Elias Isquith at Salon and Margaret Lyons at Vulture point out how the show reflects political economic dynamics.  Both Isquith and Lyons link the personal circumstances of the contestants to what kind of society supports a show that has such contestants.

Isquith:

What “The Briefcase” does is tell the people who are unfortunate enough to not only be poor but also to be watching CBS that this mental anguish is, ultimately, something they’ve brought upon themselves [. . .] What’s happening here is much more dehumanizing, and requires much more of a buy-in on the part of its victims.

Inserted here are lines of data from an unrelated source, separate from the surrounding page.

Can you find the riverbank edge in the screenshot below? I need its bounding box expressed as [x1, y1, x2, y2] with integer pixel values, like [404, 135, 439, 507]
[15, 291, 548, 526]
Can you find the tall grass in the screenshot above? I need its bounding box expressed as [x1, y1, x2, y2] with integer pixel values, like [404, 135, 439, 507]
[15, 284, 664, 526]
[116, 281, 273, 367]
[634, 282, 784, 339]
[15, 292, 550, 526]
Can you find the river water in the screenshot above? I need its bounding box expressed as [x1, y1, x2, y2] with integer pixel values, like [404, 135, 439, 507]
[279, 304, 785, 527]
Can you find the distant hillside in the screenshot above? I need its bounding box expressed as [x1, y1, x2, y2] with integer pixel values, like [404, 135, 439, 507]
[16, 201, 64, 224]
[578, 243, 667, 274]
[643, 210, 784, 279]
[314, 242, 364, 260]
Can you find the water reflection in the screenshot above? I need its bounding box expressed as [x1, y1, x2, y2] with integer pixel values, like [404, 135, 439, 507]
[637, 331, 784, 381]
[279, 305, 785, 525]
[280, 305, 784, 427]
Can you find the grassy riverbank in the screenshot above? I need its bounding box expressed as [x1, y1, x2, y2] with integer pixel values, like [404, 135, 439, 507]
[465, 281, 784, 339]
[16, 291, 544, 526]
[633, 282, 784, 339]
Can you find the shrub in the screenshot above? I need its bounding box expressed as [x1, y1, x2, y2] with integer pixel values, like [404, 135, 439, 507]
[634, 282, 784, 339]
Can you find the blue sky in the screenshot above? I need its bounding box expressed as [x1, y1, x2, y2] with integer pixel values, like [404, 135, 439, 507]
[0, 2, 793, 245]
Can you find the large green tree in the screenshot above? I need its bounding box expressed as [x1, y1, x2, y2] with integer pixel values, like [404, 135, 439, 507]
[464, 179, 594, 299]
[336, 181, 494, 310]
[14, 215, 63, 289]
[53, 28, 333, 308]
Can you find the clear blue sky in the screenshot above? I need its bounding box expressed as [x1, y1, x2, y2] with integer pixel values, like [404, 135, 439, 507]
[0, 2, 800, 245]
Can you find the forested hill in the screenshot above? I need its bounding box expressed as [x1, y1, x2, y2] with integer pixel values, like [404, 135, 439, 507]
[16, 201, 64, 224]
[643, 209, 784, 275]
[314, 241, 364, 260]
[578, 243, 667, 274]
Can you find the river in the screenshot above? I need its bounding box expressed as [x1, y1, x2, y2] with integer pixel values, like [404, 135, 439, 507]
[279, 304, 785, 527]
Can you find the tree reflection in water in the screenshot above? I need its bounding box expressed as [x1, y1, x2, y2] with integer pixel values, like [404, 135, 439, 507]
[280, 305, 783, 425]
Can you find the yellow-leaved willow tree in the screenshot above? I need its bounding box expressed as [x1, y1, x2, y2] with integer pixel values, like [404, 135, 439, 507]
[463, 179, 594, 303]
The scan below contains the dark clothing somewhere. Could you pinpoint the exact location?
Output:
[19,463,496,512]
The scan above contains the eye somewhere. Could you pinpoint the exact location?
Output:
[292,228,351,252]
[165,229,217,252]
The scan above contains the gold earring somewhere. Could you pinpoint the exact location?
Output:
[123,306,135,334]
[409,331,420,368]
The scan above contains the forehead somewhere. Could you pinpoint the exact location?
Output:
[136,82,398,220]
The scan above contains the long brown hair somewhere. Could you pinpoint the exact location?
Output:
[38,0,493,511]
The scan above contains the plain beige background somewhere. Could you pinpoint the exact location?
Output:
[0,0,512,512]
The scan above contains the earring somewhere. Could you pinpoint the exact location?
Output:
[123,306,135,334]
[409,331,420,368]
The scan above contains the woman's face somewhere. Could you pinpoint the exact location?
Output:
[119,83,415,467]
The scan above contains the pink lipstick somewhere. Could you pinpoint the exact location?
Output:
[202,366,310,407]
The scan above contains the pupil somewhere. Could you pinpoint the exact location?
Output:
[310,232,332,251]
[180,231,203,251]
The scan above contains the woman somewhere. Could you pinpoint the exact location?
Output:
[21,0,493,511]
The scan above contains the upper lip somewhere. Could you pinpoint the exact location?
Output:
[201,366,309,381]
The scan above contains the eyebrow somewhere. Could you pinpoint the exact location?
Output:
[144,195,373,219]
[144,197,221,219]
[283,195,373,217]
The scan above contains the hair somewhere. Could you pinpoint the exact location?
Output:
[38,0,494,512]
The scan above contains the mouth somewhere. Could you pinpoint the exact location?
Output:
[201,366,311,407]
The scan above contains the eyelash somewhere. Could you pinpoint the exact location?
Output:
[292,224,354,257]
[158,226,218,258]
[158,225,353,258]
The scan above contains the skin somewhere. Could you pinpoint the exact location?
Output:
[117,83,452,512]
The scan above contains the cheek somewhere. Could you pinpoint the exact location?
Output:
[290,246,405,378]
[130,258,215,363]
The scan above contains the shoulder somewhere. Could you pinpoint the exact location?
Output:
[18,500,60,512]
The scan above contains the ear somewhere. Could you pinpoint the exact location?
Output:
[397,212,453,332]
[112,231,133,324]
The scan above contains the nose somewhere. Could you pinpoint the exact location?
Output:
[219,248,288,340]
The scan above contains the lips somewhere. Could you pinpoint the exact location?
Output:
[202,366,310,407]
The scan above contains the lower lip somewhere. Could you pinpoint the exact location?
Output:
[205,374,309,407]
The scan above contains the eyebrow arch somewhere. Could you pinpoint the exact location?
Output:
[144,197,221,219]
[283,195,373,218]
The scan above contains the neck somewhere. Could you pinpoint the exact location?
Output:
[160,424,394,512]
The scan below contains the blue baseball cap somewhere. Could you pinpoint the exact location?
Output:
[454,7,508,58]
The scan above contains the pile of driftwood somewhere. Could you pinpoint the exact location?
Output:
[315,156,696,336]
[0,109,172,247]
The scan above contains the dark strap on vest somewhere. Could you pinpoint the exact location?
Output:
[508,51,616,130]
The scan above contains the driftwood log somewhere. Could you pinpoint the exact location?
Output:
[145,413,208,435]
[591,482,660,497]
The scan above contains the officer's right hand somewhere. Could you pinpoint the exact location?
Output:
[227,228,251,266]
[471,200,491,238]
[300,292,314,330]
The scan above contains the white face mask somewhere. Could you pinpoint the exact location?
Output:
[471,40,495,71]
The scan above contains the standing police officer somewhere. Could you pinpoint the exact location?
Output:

It’s not [altruistic pornography]; it’s “The Hunger Games.”

And Lyons:

The Briefcase does it in a clear and methodical way, but we live in a culture that habitually depicts poor people or poverty as inherently other [. . .] Why does the burden of helping “struggling” people fall on other struggling people?

To sharpen the point they’re both dancing around: conscious political decisions made about how to structure the US economy created the desperate environment in which the show’s contestants find themselves.  Decisions about how high wages are allowed to rise, who bears what kinds of risk, and who reaps the gains of economic growth.

sliding income graph

This state of affairs was deliberately made

As a necessary condition required for those particular decisions to happen, they have to be invisible.  How long would economic growth or income distributions (not wealth, mind you, *income*) be as lopsided as a sumo and a monk on a teeter-totter if people knew who was pulling which political levers to make those things happen?

Part of the fog that obscures those decisions is the erasure of class distinctions and an overbearing sense of agency: everyone is middle-class, and if you’re struggling to make ends meet it’s because of something you *did*.  The economic space in which you act isn’t shaped by anything, and it’s a place where ordinary folk like you can exercise decisions that matter.

The fog is the world of The Briefcase.

Of course the real world isn’t that.

Lovecraft was right, it’s a desolate space of horror where CEOs and financiers gibbering slobbery words wave their hands in inscrutable movement shaping the economy to their benefit by forging chains with the energies of their capital that keep taut politicians, courts and institutions as they stagger.  They are the Old Gods shaping things in ways the ordinary can’t see or comprehend.  If they take notice of the billions they condemn to misery and pain they give no sign.

J.P. Morgan Cthuluh

J.P. Morgan Cthulhu

Except when they do notice, and they notice you, all of a sudden you’re on national TV where it seems like your ideas about what’s valuable and fair control an economic outcome.

They don’t.

Because in a sign that their hidden decisions are in utter control over your fate: the big reveal at the end of every episode is that both families are the ones divvying a briefcase for the other, and each gets to keep the full amount.

O there are tears.  O yes.  Tears of utter joy and gratitude.